Fig 6. Ciliary localization of Ccdc96 requires the presence of Ccdc113.

(A-C) Immunofluorescence confocal images of (A) wild-type (WT), (B) CCDC113-KO and (C) CCDC96- coDel Tetrahymena cells expressing Fap57A-2V5 at native levels, labeled with anti-V5 antibodies showing that Fap57A localizes in cilia independently of Ccdc113 and Ccdc96. (D) Western blot of ciliary proteins isolated from WT and knockout cells expressing Fap57A-2V5 under the control of its native promoter. Star indicates the position of the Fap57A-2V5 protein.

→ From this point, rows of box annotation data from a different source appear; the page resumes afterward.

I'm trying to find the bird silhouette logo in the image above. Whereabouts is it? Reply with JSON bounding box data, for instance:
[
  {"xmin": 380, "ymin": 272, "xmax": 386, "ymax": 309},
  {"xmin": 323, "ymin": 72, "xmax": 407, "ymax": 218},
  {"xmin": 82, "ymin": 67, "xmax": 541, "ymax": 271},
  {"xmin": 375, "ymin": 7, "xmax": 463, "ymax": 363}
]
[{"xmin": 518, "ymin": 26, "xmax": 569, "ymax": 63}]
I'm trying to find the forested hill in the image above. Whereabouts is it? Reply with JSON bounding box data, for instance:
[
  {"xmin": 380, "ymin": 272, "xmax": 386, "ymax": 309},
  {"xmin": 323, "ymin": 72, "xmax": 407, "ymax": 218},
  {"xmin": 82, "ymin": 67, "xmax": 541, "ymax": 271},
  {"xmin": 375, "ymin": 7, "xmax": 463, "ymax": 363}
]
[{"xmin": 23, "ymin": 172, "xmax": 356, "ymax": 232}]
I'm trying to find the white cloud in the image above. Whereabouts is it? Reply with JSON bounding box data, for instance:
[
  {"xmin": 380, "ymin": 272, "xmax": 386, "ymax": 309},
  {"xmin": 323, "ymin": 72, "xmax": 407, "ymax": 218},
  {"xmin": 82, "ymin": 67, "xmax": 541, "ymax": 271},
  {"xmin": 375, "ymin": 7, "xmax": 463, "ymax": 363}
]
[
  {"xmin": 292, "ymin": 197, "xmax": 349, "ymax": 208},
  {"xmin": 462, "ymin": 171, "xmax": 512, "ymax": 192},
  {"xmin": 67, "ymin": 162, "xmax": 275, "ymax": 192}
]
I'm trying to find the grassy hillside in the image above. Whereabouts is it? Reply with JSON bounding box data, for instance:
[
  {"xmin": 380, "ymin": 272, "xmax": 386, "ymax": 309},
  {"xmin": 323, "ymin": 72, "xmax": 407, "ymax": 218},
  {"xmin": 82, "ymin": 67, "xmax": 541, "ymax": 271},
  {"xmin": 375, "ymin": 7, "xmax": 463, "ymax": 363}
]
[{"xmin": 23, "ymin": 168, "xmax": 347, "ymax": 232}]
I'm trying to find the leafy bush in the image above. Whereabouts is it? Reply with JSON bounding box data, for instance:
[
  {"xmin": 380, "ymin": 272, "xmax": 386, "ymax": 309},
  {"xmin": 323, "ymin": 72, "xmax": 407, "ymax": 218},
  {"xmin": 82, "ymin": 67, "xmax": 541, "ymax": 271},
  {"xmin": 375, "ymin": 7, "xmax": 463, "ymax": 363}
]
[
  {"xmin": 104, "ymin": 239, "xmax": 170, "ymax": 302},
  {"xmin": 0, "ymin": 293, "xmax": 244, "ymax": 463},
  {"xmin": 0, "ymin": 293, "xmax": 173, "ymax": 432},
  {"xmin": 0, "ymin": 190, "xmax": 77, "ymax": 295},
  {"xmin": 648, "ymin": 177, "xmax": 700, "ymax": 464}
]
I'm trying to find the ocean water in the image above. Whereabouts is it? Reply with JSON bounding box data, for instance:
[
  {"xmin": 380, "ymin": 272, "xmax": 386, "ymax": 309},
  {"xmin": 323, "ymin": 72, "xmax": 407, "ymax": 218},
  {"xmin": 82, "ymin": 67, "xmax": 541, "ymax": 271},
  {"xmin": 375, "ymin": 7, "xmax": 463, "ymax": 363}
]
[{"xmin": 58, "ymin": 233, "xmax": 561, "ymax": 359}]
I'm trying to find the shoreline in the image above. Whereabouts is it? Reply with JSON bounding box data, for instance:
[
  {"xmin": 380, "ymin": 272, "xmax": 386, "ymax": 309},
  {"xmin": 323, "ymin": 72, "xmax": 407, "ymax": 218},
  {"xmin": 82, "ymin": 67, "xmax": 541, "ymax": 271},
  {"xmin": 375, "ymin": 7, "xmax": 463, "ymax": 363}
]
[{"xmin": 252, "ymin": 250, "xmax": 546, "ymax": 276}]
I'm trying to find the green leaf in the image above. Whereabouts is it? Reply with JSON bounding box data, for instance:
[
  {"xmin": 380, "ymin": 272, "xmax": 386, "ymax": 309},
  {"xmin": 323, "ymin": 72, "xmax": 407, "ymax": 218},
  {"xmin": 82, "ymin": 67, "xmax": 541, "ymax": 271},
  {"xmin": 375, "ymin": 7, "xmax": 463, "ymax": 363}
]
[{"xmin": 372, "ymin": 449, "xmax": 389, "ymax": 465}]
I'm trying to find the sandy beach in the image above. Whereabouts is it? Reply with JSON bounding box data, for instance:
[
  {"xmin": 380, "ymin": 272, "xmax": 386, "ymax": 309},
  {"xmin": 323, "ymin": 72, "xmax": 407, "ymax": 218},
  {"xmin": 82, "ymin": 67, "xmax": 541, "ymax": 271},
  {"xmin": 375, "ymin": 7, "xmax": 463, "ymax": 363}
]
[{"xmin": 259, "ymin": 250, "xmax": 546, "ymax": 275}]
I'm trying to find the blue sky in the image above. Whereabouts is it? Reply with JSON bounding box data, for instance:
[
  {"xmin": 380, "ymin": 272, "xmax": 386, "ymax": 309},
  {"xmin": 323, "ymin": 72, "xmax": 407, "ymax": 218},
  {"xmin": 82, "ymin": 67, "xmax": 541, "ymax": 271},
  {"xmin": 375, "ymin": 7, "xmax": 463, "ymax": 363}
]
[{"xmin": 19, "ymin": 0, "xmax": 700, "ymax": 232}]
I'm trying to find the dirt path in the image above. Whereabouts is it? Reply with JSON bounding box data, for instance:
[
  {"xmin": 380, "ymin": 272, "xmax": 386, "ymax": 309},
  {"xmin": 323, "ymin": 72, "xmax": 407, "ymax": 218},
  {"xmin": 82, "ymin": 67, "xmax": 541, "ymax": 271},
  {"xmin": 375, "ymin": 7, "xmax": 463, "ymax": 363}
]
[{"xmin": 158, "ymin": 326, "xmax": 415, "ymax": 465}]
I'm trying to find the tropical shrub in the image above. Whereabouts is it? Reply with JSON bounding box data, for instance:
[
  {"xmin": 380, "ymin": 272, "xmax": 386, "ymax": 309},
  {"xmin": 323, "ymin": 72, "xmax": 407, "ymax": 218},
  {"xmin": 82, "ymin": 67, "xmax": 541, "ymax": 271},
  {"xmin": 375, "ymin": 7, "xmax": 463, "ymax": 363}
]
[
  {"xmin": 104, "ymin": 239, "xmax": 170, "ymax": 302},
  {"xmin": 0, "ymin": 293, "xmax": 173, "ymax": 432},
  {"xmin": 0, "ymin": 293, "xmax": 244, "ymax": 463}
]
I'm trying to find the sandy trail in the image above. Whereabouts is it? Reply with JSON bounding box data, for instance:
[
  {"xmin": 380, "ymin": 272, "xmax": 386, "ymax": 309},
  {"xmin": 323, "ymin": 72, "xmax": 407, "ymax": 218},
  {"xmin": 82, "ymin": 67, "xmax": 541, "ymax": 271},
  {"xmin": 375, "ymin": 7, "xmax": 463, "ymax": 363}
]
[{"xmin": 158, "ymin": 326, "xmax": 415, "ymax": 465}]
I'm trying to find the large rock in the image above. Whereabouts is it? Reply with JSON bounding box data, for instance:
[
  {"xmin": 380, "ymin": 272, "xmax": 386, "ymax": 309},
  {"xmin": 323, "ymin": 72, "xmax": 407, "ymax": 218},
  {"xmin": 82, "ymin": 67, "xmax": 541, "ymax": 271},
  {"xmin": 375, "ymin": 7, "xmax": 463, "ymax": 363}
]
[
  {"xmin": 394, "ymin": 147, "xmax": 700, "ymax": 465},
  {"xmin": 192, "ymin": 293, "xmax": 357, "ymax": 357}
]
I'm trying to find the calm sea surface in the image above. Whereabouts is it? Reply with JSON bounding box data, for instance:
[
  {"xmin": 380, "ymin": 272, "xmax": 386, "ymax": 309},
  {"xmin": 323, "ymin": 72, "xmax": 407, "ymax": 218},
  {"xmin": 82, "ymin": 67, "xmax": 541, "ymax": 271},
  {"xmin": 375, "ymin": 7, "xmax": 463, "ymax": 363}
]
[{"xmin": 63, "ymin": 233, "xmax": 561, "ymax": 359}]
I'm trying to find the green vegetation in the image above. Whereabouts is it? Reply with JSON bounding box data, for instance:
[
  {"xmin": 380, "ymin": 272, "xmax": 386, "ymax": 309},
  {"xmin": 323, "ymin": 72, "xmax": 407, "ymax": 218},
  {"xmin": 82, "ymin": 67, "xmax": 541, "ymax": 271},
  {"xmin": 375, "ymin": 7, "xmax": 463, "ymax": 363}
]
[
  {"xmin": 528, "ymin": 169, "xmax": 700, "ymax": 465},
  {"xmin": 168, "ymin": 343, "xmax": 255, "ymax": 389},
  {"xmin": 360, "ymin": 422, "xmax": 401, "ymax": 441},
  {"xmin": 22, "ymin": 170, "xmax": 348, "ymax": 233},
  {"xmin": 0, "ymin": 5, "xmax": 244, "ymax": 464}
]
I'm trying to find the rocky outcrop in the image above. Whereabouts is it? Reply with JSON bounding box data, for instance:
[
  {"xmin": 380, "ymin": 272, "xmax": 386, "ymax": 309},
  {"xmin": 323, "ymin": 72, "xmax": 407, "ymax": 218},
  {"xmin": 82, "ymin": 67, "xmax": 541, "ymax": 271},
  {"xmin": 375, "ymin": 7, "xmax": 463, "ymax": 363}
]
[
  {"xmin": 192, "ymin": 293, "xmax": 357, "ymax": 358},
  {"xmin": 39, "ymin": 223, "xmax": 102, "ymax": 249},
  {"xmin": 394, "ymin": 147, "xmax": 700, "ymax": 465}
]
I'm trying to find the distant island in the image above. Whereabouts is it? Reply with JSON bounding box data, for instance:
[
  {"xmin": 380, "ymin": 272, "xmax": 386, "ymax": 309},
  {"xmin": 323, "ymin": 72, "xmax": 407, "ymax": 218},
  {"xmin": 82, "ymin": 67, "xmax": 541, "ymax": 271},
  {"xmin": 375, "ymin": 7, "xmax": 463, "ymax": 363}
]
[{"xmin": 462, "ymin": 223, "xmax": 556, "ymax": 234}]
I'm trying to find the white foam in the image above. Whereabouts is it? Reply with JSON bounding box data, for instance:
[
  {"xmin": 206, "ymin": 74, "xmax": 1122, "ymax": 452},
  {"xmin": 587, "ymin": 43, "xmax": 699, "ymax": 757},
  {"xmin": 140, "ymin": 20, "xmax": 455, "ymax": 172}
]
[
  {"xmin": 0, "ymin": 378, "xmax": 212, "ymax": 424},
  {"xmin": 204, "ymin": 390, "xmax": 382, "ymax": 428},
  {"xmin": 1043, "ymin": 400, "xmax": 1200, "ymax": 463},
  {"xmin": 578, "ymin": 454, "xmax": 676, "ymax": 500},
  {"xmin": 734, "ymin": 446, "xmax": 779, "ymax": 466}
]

An additional band in one of the WT samples is a partly degraded Fap57A-2V5. In the case of a blot to the right, only 25 μg of proteins were loaded. (E-E3, F) Immunofluorescence confocal image (E) and Western blot (F) showing that Ccdc96-2V5 is not targeted to cilia in cells lacking Ccdc113 (E, E1) although it is present in cells (F). (G-G2) Immunofluorescence confocal images and Western blot (H) indicating that co-expression of Ccdc113-3HA with Ccdc96-2V5 restores ciliary localization of both proteins in CCDC113-KO mutants. (I-I3) Immunofluorescence confocal image showing that Ccdc113-2V5 is not targeted to cilia in cells lacking Ccdc96. (J-J4) Immunofluorescence confocal images (J-J2) and Western blot (J3-J4) indicating that co-expression of Ccdc113-2V5 with HA-Ccdc96 restores ciliary localization of both proteins in CCDC96-coDel mutants. (K) Immunofluorescence confocal image and Western blot showing that Ccdc113-3HA expressed at higher levels (under the control of the BTU2 promoter) is present in cilia in cells lacking Ccdc96 (CCDC96-coDel mutant).